Trotz des Limits, das Ehrenamt nicht überzustrapazieren, haben Lensch und Weiß einen hohen Anspruch. „Wir suchen eine neue Struktur, sodass jeder zufrieden ist und sich keiner langweilt“, erklärt Lensch. Verschiedene Ansichten innerhalb der Arbeitsgruppe gehören dazu, aber das Leiter-Team will das große Ganze stärker in den Mittelpunkt rücken. „Es ist einfacher, über kleinere Themen zu diskutieren. Bei großen Konzepten wissen viele nicht, was davon zu halten ist, und prompt ist so ein Punkt zu schnell abgehakt“, beschreibt Weiß seine Erfahrung nicht nur aus der ADFC-Arbeitsgruppe.
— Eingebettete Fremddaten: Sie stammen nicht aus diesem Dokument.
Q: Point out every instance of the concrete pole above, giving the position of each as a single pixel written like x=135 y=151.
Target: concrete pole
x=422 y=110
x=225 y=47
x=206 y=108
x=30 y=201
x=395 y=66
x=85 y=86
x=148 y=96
Ein festes Team kümmert sich bereits gezielt um das Radnetz in der Großstadt. Weiß betont: „Wir brauchen Radrouten als Ganzes und nicht 100 Meter, die toll sind, und dann wieder die alten Hürden.“ Ein negatives Beispiel sei die Karlstraße: „Nur ein weißer Strich auf der Fahrbahn, der Radstreifen nicht baulich abgegrenzt, dann endet der Streifen einfach, das ist zu viel Stückwerk.“ Aus Sicht der Arbeitsgruppe positiv sind die Hirschstraße mit Ausnahme des nördlichsten Abschnittes und bald die Kriegsstraße.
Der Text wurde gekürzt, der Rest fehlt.